Controllable 3D Outdoor Scene Generation via Scene Graphs
Yuheng Liu, Xinke Li, Yuning Zhang, Lu Qi, Xin Li, Wenping Wang, Chongshou Li, Xueting Li, Ming-Hsuan Yang
TL;DR
The paper tackles controllable 3D outdoor scene generation conditioned on scene graphs. It introduces a three-part pipeline: formal scene-graph formulation, a Scene-graph-guided diffusion framework with a Graph Attention Network producing Context-Aware Node Embeddings and a BEV Embedding Map via an Allocation Module, and a two-stage diffusion process (2D then 3D) trained with auxiliary losses $L_a$ and $L_ heta$, jointly with an interactive system for graph creation. A new CarlaSG dataset pairs 3D scenes with scene graphs derived from CarlaSC, enabling training and evaluation of the approach. Results show high fidelity to scene-graph specifications, precise object counts and road-type control, and diverse yet consistent outputs, outperforming SG2Im and LLM baselines in control capacity and alignment. This work offers a scalable, user-friendly pathway to realistic, graph-guided outdoor 3D synthesis with broad potential in autonomous driving, gaming, and simulation.
Abstract
Three-dimensional scene generation is crucial in computer vision, with applications spanning autonomous driving, gaming and the metaverse.
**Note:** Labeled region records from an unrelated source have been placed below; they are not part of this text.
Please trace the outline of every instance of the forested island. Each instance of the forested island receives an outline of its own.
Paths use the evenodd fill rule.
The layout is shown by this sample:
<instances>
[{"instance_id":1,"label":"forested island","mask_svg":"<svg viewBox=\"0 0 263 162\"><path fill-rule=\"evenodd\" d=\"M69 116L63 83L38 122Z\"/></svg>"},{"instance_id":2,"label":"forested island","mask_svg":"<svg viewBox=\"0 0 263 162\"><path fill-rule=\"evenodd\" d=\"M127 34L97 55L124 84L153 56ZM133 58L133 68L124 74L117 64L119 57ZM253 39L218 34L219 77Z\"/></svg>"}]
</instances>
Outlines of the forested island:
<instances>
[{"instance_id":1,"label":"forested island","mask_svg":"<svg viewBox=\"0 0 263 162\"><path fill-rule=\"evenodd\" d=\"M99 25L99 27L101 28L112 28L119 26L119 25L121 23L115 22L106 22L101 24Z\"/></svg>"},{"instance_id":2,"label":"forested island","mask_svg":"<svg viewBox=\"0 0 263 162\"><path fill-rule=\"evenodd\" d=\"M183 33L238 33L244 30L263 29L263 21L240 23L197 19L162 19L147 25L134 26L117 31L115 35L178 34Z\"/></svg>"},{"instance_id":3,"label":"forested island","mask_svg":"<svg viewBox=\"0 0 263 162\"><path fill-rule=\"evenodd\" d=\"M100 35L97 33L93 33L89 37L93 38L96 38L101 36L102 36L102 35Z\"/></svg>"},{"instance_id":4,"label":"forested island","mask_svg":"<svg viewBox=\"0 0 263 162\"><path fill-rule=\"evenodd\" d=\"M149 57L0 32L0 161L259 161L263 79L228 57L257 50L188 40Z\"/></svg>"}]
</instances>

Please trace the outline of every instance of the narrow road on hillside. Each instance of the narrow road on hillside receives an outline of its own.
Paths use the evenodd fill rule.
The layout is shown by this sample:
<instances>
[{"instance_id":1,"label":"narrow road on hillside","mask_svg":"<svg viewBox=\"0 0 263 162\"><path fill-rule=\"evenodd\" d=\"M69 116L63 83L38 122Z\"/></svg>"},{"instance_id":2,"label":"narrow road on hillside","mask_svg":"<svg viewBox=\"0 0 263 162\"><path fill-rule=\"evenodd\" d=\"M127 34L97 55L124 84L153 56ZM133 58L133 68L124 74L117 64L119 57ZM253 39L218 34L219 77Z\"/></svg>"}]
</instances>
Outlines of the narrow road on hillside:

Current methods either lack user control or rely on imprecise, non-intuitive conditions. In this work, we propose a method that uses, scene graphs, an accessible, user friendly control format to generate outdoor 3D scenes. We develop an interactive system that transforms a sparse scene graph into a dense BEV (Bird's Eye View) Embedding Map, which guides a conditional diffusion model to generate 3D scenes that match the scene graph description. During inference, users can easily create or modify scene graphs to generate large-scale outdoor scenes. We create a large-scale dataset with paired scene graphs and 3D semantic scenes to train the BEV embedding and diffusion models. Experimental results show that our approach consistently produces high-quality 3D urban scenes closely aligned with the input scene graphs. To the best of our knowledge, this is the first approach to generate 3D outdoor scenes conditioned on scene graphs.